Legal proceedings were instituted by The Voice of the Unborn Baby NPC early in 2017 to declare certain provisions of the Births and Deaths Registration Act, 1992 and the Regulations Relating to the Management of Human Remains, 2013 unconstitutional.
Under the contested provisions, parents of miscarried babies are prohibited by law from burying their baby’s bodily remains. In contrast, the Act gives the parents of stillborn babies the right to bury their child’s remains.
According to law, a baby who dies before being “viable”, is miscarried, and a baby who dies after, is stillborn. “Viable” is when a baby is considered able to survive outside the womb. Currently, the Act sets viability at 26 weeks.
The court’s declaration that parents of miscarried babies “have the right to bury” their baby and that certain provisions of the Act and the regulations are unconstitutional for denying parents this right, is to be welcomed. The court found that these provisions infringe the human dignity of parents who have suffered an unimaginable loss – miscarriage of their baby – by precluding them from burying the baby’s remains. This finding is a vindication of the dignity of bereaved parents and the humanity of miscarried babies.
Despite this encouraging finding, the Court declined to extend the right or choice to bury to all parents. Notably, where pregnancy loss results from human intervention (for example medical negligence and abortion), parents still do not have the right to bury their baby.

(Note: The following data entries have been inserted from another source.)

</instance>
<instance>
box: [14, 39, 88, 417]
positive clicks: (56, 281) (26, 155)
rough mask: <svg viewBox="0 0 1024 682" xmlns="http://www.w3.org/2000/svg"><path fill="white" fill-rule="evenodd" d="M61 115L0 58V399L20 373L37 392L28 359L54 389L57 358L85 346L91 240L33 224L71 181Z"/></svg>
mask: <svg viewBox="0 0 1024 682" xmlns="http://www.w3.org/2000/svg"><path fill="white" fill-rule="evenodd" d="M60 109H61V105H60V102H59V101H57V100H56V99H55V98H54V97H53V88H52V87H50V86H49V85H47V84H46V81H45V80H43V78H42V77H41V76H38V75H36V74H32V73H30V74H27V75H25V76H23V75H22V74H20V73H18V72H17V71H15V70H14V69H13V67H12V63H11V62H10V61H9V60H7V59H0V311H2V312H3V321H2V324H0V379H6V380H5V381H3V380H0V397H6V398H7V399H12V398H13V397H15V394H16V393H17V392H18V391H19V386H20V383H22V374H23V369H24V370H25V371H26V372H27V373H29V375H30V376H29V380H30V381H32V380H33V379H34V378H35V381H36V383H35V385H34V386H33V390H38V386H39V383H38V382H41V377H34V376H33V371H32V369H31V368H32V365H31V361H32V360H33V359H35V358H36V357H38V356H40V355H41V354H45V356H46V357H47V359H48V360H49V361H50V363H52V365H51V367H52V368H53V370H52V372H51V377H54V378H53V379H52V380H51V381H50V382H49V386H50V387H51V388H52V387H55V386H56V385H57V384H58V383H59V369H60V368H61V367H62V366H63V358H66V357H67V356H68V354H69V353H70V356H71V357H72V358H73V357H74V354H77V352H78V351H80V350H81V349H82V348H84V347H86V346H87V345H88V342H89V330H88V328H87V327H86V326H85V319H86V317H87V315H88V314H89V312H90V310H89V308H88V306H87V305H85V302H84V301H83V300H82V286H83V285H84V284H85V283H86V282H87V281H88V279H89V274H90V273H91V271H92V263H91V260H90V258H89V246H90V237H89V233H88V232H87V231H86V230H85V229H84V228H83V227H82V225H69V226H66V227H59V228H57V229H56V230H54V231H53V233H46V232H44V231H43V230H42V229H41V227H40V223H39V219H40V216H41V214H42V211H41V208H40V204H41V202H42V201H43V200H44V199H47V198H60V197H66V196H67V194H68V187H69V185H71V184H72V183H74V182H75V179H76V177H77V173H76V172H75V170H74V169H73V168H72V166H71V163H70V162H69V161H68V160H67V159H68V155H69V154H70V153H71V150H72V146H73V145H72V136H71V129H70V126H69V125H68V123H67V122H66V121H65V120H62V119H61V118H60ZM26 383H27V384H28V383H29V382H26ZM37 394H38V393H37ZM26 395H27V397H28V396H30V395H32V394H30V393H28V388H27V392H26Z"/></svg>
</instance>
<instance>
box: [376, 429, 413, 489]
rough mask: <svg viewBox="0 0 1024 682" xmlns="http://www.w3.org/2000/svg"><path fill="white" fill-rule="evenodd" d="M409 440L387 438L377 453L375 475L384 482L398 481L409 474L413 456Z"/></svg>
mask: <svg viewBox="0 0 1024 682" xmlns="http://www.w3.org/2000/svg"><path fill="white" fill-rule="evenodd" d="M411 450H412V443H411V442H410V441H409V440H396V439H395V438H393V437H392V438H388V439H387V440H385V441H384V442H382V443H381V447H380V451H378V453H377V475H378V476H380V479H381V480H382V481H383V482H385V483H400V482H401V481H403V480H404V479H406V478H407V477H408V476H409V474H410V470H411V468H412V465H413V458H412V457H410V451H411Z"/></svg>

In crafting its order, the court appears to have made several assumptions, including that an aborting mother and/or father would never want to bury their aborted child’s remains, and that, because aborted human beings are “unwanted” by their mother, neither parent has the right (choice or option) to bury.

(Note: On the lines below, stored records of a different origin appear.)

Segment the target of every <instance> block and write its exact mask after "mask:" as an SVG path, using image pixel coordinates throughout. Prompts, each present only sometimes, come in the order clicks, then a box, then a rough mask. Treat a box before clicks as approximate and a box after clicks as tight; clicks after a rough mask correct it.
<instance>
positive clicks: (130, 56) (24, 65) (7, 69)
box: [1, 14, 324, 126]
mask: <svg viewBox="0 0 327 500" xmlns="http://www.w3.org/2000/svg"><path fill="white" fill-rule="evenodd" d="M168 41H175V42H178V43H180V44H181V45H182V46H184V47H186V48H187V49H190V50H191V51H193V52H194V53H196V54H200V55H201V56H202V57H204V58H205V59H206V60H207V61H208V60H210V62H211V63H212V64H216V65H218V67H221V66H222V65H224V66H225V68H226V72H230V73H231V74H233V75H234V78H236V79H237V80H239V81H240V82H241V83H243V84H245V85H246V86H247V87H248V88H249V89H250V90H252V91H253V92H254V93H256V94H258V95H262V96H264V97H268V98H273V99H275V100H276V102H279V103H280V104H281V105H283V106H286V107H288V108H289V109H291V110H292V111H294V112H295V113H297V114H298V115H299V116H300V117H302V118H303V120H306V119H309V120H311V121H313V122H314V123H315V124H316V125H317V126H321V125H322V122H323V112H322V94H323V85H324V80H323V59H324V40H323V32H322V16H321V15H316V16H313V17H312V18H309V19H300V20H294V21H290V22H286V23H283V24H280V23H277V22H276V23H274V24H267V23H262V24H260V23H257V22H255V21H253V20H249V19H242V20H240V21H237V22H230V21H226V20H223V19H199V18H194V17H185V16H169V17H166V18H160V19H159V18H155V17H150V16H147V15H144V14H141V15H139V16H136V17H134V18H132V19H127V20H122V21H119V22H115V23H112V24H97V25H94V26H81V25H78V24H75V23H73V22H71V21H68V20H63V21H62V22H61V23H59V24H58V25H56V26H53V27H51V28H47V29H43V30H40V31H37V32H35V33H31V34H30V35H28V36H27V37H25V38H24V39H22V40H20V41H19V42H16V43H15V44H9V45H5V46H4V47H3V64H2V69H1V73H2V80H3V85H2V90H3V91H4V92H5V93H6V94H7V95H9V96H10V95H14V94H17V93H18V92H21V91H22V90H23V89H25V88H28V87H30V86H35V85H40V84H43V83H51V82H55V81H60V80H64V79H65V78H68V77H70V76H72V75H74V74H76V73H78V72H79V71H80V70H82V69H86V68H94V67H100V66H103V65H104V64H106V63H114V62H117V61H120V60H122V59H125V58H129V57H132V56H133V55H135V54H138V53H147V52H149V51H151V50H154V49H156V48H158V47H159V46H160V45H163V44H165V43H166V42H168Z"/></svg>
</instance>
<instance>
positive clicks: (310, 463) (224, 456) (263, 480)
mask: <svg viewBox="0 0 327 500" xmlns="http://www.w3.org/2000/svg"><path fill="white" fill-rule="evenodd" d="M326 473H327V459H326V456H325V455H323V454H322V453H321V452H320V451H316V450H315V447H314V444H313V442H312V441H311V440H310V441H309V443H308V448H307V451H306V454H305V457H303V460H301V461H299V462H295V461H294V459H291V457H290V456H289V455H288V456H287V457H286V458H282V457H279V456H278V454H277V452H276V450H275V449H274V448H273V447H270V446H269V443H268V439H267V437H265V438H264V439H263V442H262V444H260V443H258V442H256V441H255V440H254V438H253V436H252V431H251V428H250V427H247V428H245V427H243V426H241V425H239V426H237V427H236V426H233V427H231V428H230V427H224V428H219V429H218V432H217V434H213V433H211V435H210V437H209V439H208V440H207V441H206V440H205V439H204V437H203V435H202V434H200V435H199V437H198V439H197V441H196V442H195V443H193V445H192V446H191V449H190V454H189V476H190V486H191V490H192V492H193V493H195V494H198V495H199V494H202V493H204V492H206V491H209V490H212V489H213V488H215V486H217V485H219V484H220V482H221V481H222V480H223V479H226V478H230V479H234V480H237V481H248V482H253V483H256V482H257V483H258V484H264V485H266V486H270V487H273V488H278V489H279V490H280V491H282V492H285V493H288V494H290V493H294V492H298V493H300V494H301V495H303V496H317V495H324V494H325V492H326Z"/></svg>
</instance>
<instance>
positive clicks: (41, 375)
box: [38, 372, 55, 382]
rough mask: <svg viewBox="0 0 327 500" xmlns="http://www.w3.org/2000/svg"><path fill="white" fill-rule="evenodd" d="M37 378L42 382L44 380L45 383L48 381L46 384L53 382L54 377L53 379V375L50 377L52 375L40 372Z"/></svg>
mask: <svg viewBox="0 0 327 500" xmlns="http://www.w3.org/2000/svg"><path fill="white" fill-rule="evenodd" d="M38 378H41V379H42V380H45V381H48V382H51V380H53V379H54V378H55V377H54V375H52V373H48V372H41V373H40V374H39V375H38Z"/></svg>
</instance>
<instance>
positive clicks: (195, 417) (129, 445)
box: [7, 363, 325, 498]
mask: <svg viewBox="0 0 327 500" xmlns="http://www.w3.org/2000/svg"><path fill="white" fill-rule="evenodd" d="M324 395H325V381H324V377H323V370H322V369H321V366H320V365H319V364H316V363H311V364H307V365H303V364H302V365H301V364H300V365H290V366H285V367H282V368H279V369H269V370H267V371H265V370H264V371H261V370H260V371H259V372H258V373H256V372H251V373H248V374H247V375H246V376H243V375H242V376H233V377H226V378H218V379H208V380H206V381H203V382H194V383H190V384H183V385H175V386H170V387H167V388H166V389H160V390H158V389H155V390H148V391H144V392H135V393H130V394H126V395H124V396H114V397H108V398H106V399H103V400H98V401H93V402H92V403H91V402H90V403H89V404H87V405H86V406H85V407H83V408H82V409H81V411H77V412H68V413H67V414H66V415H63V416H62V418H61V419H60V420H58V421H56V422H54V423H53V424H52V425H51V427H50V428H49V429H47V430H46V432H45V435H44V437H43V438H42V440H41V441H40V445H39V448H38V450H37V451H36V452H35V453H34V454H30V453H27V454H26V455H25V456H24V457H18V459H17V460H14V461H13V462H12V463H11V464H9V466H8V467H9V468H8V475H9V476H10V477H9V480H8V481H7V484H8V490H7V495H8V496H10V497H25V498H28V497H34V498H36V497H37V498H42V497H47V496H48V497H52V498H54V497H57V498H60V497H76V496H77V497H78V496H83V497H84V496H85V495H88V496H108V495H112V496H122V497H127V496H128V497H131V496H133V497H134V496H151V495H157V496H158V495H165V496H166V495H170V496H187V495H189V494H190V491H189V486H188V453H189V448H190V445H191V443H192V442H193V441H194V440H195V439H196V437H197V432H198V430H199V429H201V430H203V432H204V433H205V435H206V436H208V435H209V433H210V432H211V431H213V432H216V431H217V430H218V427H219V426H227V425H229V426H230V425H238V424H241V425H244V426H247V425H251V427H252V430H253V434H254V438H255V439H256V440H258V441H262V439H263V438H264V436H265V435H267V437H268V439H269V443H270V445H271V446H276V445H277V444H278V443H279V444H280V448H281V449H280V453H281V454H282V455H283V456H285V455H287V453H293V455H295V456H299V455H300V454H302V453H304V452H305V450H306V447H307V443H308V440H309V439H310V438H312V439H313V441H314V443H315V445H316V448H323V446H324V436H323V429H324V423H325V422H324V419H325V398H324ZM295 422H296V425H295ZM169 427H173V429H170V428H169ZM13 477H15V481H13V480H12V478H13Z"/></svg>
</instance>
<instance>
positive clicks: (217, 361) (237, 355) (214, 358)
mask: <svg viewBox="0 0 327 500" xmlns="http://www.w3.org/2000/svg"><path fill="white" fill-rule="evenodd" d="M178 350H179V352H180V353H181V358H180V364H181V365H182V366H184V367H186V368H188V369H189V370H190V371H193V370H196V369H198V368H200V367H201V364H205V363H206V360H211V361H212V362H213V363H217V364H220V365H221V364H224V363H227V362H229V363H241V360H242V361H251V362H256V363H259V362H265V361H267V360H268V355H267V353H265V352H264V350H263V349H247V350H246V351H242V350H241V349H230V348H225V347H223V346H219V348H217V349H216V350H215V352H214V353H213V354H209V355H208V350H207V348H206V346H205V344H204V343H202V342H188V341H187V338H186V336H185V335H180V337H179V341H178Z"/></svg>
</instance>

More curiously, does the court mean to deny grieving parents the right to bury their deceased child where foetal death was caused by any instance of human intervention – including failed life-saving interventions such as complications during a Caesarean section? Or is it only where the intention of the human intervention was to cause the baby’s death, that the parents do not have a right to bury the baby’s remains?
The effect of the judgment is to create an arbitrary and irrational distinction between the nature of the remains of “wanted” and “unwanted” unborn babies. The humanity of wanted babies is recognised – their remains are “human remains”. According to the court, unwanted (aborted) babies are not human – their biologically human bodies are not human for legal purposes.
What exactly is the difference between the bodily remains of “wanted” and “unwanted” babies that died prior to live birth? On nothing more than a mother’s personal preference, the humanity and worth, the dignity and value, of an otherwise equally human being is vitiated.
The Voice of the Unborn Baby case will now proceed to the Constitutional Court for confirmation of the high court’s decision, and we can only hope the highest court will go further than the high court was willing to, by acknowledging and vindicating the humanity of all unborn babies and the dignity of all parents.
If we understand and agree that the foundational value of human dignity permeates and informs the interpretation and application of the constitution, we will know that this has direct implications for the way in which the bodily remains of all unborn children should be treated; “unwanted” does not mean “not human”.
However, when we exchange truth and sound principle for whatever scratches the itch of the zeitgeist, we end up with solutions and outcomes that betray our founding values. In this case, we will have exchanged our dignity and equality based constitutional values for the incongruent message that “all unborn babies are equal, but some unborn babies are more human than others”.